Уилли, покраснев, посмотрел на свои изношенные сапоги.
— Я… я спрятался, ваша честь. А потом… потом я вошел в дом, чтобы глянуть на него. — Мальчуган стал красным как рак. — Я в жизни не видывал мертвых, милорд судья, вот до этого самого раза. И случайно обронил письма.
Судья некоторое время обдумывал эти слова, а потом спросил:
— Ты помнишь, что это были за письма? — Уилли кивнул.
— Одно письмо от ее матери, а второе — из Шотландского банка. Я помню это, потому что миссис Маккиннон… она всегда прямо, будто больная делалась, когда приходили такие письма.
Судья медленно перевел взгляд на Монкриффа, и глаза его сузились.
— Спасибо, Уилли Кейт. Ты здорово помог нам, малый. Похоже, лорд Монкрифф, что теория мистера Реджиса может оказаться верной…
— Это просто смешно! — вознегодовал Монкрифф. Судья Лонгкрир выпрямился во весь свой рост — немногим более пяти футов — и скрестил руки на большом животе.
— Можете считать наш суд смешным, милорд, но я думаю, что вы нашли недурной способ согнать с земли дюжину шотландцев, чтобы получить возможность разводить овец и к тому же еще женить своего придурковатого сына! Если никто из присутствующих здесь не может доказать противоположного, этих двоих нужно освободить, и немедленно! — Он сделал жест одному из своих помощников. — Отпустите их! А также приведите ко мне мистера Эбернети! Мистер Реджис, вы пойдете со мной! — рявкнул он и спустился с помоста.

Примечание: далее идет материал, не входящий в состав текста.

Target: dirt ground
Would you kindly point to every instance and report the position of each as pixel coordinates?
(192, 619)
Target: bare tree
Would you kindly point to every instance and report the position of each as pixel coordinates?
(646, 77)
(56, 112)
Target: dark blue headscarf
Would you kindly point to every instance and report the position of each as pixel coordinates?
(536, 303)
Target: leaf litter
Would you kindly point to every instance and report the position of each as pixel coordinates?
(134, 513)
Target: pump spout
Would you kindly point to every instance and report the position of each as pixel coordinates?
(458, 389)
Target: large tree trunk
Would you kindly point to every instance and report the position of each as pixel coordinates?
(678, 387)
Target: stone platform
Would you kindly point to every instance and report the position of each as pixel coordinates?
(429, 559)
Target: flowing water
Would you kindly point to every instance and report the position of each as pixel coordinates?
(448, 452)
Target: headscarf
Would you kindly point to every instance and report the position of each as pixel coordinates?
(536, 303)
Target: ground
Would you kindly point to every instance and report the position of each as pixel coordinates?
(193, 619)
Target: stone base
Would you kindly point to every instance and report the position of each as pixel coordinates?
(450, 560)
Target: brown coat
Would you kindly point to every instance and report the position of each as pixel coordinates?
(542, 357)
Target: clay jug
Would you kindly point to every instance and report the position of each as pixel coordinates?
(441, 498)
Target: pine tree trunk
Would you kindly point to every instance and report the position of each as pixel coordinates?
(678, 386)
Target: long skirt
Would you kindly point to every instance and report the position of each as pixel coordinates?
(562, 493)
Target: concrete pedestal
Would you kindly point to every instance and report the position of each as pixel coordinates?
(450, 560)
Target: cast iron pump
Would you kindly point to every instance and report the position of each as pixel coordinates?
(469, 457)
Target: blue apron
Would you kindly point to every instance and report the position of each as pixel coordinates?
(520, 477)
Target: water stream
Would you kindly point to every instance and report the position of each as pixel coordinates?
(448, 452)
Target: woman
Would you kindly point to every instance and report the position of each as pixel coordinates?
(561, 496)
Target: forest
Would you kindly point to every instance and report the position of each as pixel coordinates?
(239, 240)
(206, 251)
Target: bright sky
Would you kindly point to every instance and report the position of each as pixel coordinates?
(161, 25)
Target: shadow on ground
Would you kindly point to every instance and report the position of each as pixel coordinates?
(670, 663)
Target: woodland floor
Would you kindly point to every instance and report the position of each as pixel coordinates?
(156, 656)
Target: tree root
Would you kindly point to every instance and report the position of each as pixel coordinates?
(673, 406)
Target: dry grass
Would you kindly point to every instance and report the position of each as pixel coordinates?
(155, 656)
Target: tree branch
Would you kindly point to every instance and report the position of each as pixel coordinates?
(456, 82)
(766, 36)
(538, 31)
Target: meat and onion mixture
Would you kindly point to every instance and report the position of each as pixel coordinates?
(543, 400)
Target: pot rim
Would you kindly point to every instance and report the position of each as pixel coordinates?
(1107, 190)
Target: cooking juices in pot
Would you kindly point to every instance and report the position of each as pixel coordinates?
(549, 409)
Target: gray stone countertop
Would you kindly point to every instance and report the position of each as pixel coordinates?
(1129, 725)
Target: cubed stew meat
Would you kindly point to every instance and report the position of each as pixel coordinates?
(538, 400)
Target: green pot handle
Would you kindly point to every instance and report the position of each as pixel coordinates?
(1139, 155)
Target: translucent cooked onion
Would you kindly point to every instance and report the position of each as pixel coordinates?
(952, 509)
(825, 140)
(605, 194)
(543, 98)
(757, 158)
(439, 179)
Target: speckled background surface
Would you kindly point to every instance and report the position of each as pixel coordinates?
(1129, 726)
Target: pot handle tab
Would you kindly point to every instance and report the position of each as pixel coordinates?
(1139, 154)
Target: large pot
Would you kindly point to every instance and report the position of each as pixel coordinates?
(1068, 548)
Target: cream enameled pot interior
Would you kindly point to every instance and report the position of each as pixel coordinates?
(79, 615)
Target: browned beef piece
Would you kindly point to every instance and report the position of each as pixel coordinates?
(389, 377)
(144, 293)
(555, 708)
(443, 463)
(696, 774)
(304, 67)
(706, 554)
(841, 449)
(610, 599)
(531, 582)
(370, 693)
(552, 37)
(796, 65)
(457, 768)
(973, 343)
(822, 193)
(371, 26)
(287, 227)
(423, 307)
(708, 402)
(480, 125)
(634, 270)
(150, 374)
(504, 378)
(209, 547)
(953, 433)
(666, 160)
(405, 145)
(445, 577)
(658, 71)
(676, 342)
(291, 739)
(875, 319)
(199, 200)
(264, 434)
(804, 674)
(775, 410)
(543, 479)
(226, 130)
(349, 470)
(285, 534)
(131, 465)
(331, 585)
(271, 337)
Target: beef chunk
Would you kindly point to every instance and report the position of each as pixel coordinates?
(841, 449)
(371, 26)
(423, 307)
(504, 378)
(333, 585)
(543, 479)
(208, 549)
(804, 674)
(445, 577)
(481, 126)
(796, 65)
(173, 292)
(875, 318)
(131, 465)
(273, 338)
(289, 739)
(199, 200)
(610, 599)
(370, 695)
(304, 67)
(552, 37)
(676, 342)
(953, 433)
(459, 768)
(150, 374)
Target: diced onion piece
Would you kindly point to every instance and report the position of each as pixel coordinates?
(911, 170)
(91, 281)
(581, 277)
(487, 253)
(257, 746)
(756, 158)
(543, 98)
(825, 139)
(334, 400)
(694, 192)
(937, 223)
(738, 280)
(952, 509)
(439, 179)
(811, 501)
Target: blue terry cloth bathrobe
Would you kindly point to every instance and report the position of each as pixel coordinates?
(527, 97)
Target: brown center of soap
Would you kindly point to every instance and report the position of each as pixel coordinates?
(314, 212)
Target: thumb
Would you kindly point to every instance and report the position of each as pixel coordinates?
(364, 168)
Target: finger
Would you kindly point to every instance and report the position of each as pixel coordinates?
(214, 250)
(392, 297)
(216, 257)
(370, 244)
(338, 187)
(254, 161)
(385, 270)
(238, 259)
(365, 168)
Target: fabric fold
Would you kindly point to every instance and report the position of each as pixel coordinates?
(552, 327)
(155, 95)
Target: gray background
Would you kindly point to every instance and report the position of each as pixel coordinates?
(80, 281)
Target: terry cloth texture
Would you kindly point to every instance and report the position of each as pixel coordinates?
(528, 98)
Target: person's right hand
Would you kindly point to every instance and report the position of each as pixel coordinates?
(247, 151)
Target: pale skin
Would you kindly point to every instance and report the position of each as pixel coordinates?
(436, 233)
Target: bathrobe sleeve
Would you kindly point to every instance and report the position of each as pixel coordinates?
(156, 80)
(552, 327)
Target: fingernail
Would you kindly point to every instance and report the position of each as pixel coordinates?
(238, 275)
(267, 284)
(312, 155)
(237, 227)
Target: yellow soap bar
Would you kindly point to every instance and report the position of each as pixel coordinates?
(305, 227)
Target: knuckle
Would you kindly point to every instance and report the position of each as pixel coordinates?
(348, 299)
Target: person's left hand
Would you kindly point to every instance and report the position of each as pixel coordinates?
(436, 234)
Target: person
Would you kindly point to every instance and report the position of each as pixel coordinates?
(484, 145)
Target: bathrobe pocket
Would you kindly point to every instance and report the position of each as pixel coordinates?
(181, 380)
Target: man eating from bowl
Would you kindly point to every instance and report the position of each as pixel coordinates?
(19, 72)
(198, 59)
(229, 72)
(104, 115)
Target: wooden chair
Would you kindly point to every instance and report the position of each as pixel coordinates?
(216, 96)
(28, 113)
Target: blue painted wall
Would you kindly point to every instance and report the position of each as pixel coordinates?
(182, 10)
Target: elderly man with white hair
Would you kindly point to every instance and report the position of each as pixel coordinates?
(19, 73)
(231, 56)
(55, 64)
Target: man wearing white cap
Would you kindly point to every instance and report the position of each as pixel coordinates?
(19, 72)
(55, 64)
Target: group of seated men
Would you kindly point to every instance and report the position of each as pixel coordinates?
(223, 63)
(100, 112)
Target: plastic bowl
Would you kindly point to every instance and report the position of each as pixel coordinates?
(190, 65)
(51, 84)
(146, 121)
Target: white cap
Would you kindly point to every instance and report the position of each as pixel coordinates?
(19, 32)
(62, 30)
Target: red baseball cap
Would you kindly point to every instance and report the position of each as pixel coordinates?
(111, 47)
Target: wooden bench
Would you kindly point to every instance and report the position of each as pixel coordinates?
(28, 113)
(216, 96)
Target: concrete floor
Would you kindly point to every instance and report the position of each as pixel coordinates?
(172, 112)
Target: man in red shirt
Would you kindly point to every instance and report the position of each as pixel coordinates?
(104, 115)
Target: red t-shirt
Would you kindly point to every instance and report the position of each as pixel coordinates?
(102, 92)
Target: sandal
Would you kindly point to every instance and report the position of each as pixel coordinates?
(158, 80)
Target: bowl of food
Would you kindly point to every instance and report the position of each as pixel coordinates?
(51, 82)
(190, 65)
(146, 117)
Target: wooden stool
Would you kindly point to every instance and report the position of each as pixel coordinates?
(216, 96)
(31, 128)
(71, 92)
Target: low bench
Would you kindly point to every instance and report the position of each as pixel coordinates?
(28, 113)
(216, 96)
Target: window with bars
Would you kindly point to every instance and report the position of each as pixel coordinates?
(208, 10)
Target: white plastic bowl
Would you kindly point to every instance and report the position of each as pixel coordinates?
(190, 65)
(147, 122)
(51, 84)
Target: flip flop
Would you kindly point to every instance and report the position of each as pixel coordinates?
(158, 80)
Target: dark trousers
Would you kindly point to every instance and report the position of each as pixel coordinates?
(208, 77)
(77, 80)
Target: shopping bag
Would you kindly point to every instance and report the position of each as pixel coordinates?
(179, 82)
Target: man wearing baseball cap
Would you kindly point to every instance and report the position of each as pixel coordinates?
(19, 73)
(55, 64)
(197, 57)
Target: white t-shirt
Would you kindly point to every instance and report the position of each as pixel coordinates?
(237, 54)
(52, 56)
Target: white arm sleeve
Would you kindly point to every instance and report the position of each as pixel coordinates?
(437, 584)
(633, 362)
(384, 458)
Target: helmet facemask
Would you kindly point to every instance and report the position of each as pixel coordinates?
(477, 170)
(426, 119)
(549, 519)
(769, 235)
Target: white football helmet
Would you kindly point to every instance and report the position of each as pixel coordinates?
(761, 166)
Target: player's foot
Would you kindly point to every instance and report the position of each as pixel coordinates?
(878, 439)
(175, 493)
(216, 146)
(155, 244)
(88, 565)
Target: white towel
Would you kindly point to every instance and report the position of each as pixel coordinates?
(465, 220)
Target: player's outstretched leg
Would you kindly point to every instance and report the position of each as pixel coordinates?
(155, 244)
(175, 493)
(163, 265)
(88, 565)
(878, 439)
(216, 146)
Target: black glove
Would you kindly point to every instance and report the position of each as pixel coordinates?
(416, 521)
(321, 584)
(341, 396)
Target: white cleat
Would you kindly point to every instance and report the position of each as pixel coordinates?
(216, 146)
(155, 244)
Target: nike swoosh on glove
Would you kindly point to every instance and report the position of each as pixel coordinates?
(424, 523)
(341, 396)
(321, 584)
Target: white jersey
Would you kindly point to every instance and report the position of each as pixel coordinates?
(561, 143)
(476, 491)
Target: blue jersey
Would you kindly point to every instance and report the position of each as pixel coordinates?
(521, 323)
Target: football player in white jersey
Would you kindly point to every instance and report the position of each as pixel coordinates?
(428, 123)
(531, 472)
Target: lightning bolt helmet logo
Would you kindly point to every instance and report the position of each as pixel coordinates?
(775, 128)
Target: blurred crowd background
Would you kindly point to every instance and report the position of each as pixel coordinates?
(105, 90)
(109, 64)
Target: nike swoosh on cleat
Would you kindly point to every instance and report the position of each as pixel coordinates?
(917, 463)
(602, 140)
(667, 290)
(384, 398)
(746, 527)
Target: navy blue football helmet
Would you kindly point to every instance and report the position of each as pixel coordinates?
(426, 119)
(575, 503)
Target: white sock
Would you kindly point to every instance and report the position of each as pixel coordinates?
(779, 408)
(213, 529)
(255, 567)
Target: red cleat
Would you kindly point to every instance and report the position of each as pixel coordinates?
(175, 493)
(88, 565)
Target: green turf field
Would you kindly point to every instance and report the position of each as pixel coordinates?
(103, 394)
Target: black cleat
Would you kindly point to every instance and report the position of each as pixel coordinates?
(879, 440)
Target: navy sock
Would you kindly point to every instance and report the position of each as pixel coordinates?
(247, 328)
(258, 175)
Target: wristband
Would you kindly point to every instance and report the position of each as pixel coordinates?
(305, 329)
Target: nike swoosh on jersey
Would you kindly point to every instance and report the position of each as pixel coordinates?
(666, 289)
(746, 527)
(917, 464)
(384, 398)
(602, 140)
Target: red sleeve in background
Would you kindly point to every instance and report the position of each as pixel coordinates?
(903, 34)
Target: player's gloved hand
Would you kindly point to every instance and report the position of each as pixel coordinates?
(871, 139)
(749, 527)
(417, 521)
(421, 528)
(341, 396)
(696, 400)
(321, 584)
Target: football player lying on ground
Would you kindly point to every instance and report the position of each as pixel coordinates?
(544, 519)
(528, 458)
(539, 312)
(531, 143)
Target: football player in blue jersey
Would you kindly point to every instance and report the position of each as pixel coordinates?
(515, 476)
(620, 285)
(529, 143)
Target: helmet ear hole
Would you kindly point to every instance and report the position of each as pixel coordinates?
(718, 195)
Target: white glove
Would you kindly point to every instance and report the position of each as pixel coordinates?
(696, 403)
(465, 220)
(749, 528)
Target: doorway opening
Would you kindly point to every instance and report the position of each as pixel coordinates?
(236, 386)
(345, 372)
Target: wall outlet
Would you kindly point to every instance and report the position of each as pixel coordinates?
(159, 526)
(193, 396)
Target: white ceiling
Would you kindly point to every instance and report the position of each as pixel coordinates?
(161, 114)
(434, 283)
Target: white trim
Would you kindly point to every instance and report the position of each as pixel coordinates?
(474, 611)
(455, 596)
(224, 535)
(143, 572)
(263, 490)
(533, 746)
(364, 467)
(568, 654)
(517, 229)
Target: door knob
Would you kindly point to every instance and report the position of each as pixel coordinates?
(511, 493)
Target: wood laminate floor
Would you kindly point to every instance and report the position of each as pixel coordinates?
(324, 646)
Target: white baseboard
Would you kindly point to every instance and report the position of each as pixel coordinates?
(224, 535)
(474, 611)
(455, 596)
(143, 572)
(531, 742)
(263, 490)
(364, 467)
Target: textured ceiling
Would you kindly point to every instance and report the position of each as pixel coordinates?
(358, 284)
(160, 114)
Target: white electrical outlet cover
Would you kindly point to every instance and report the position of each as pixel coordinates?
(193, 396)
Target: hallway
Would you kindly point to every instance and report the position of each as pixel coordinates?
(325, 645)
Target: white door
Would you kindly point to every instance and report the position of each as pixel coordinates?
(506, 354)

Толпа обезумела; все вдруг подались к Монкриффу — после вердикта судьи их отношение к происходящему круто изменилось. Кровь отхлынула от лица Монкриффа; он резко повернулся в поисках выхода и, сопутствуемый своей свитой, торопливо зашагал в башню следом за судьей. Ньюбиггинг помог сойти с помоста Томасу, весело похлопывая его по спине. Мистер Реджис стоял у подножия помоста, вид у него был несколько ошеломленный; он смотрел на дверь, ведущую в башню, и, наконец, сдвинулся с места.
Керри утратила дар речи, она не могла пошевелить ни рукой, ни ногой. Люди толпились вокруг ее кабинки, мчались мимо нее с единственным желанием — добраться до Монкриффа. Неожиданный хлопок по плечу не пробудил ее от оцепенения; она стояла, с изумлением глядя на происходящее, и никак не могла поверить, что ее оттащили от самого края гибельной пропасти.
— Любовь моя…
Она рухнула прямо на Артура, ноги ее больше не держали — таким тяжким оказалось это испытание. Он подхватил ее, повернул к себе и осыпал ее страдающее лицо поцелуями.
— Боже мой, я ведь думал, что потерял тебя, — бормотал он, уткнувшись губами в ее волосы. — Я был совершенно уверен, что потерял!
Она больше не слышала шума толпы, она не слышала ничего, кроме его голоса, стука его сердца, не чувствовала ничего, кроме его тела, его тепла. Она теперь была согласна на все, лишь бы навеки остаться в его объятиях.
— Ты больше не потеряешь меня, Артур, — пообещала она, и голос ее задрожал от любви к нему. — Я пойду туда, куда пойдешь ты. Мне все равно куда, но ты больше меня не потеряешь.
— Тогда поехали домой, — улыбнулся он и повел ее к выходу из замка.